What I'm getting at is- should men be careful to speak about women in a different way than they would other men? Women are criticised much more than men about pretty much everything imaginable, therefore is it even possible for a man to make a non-gendered criticism of a woman?
For example (and coincidentally), I really dislike Grimes- I think her music is shallow, I don't like her Tumblr hyper-postmodern aesthetic, and I don't like her wafer-thin hip pseudo-ethicalness (typified by her claiming that it was okay for vegans to eat Ben and Jerry ice cream because "the cows are treated well"). To me, these have always seemed perfectly reasonable criticisms, however I've begun to realise how they could easily be read as gendered. For example, in relation to my first point, women are constantly criticised as being shallow and concerned with looks and aesthetics over substance. Secondly, Tumblr is a mainly female space, therefore criticising a woman for being 'tumblr-y' could be seen as attacking women who want to associate themselves with one of the few places that isn't dominated by men. And in relation to my point doubting the sincerity of her ethics, there are any number of problematic issues with that; it could be argued that I'm trying to deny her political agency, or that I'm reiterating the stereotype that women are fickle etc.
So when I can so easily pull apart criticisms that I am so sure are entirely non-gendered, where exactly does that leave me? How can I ever really know whether those criticisms are (subconsciously) gendered or not? Or is that beside the point- is criticism of an individual an inherently 'male' thing, that never actually needs to be expressed, even privately? Or is that impossible to achieve?
Sorry, probably TL;DR, and I've basically just used the Ariel Pink thing as a way of talking about something I've been thinking about for a long time. Also apologies if this sort of stuff was covered in that huge Courtney Love thread. I've just always been very much "I'm not a misogynist, and I believe in equality, therefore I can talk about men and women as if I can see no difference between them", but I'm really starting to reassess that opinion, or at least find huge problems with it.

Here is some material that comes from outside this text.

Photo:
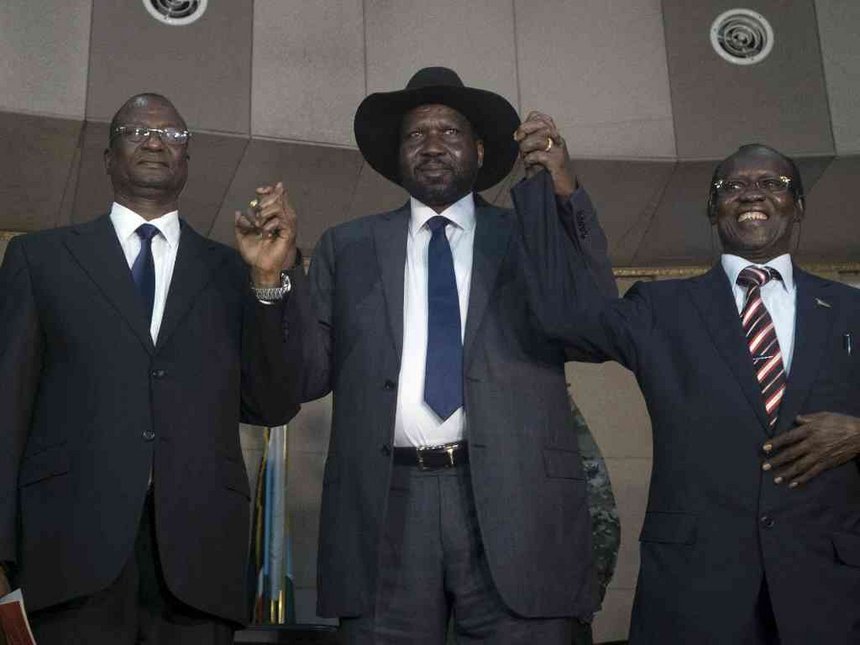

p.s. I really hope no-one reads this as me whining that the feminists are trying to control how I talk about women or something. That's not what I'm talking about at all- I'm just wondering if men need to speak about women in a different way that they would other men, in order to compensate for a culture in which hating women is pretty much the default; or whether this would be anti-equality and therefore counter productive.